Seife als Kosmetikum

Die Germanen und Gallier waren es dann, die Seife als "dekoratives Kosmetikum" entdeckten. Sie verwendeten die aus Ziegen-, Rinder- oder Hirschtalg hergestellte Seife als Bleichmittel für ihre Haare oder frisierten sich mit einer Art Seifen-Pomade.

Diese Bräuche wurden von den Römern übernommen. Trotz ihrer hoch entwickelten Badekultur verwendeten die Römer die Seife zur Körperreinigung erst ab dem 2. Jahrhundert nach Christus.

Badende auf einer antiken Vase

Antike Badekultur

In der weiteren Entwicklung der Seifenherstellung zeigten sich ab dem 7. Jahrhundert arabische Stämme als besonders einfallsreich. Sie setzten in ihren Rezepten als erste gebrannten Kalk ein, um besonders feste Seifen zu erhalten.

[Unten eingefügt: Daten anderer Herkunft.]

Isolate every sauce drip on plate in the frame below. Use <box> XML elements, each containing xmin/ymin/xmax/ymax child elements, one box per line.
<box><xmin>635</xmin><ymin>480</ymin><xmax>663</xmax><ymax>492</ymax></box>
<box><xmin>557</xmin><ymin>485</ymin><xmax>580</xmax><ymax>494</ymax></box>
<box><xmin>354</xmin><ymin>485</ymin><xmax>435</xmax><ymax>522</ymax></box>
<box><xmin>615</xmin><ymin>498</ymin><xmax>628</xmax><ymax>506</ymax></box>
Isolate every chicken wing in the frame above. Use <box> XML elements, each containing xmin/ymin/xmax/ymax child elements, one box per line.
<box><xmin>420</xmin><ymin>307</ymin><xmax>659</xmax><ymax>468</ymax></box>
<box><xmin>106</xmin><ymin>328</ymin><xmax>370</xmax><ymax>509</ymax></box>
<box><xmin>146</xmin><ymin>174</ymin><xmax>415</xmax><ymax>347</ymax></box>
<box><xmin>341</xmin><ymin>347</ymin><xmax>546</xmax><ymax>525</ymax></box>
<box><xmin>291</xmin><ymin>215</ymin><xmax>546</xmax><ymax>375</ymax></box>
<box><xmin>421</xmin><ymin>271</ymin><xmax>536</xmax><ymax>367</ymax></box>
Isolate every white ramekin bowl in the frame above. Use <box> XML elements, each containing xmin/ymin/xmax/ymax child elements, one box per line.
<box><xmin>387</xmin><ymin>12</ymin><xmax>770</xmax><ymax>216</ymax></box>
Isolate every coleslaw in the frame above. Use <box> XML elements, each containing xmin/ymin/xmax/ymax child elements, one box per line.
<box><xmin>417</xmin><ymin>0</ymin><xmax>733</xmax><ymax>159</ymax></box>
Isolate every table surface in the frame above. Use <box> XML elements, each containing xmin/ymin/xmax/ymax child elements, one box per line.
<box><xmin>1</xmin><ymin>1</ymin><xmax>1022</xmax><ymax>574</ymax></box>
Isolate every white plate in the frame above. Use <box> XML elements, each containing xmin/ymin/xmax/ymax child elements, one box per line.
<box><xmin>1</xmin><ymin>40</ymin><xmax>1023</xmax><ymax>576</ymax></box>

Außerdem erhitzten und verrührten sie die Bestandteile der Seife – Öle und alkalische Salze, die die Pottasche ersetzten – in einer Ätzlauge bei einer bestimmten Temperatur so lange, bis ein Großteil des Wassers verdunstet war und die ölige Masse fest wurde. Die feste Substanz ließ sich portionieren. So entstand das erste Seifenstück.

Die Angst vor Epidemien

Im Mittelalter verfeinerten die europäischen Seifensieder ihre Methoden noch weiter. Vor allem in Spanien, Italien und Frankreich, aber auch in Prag, Augsburg und Wien entstanden Zentren der Seifensiederzunft, deren meist parfümierte Luxusseifen zunächst nur dem reichen Adel vorbehalten waren.

Erst allmählich entwickelte sich eine Badekultur mit öffentlichen Badehäusern, die auch dem Bürgertum und der ärmeren Bevölkerung zugänglich waren.

Doch die gemeinsamen Badewonnen der Massen fanden ein jähes Ende, als sich Pest und Syphilis ausbreiteten. Allein bei der großen Pestepidemie von 1347 bis 1351 starb in Europa mindestens ein Viertel der Bevölkerung.

Gemälde eines Badehauses im Mittelalter. In der rechten Bildhälfte sind Frauen in Badezubern zu sehen, in der linken Bildhälfte ein Lautenspieler.

Badehaus im Mittelalter

Ein neues Hygieneverständnis

In der Folge galt deshalb im 16. und 17. Jahrhundert die Trockenwäsche als schick – ganz ohne Seife und Wasser, sondern mit sauberen Tüchern, Parfüm und Puder.

Erst im Laufe des 18. Jahrhunderts wurden Wasser und Seife als Substanzen der Körperreinigung wiederentdeckt. Und erst mit dem Beginn des 19. Jahrhunderts setzte sich ein umfassenderes Hygieneverständnis durch.

Der dadurch entstehende hohe Bedarf an Seife konnte nur durch eine industrielle Produktion befriedigt werden. Für feine Seifen zur Körperwäsche wurden nun hochwertige Öle verwendet, während einfache Seifen zum Waschen und Scheuern aus billigem Lein- oder Hanföl gekocht wurden.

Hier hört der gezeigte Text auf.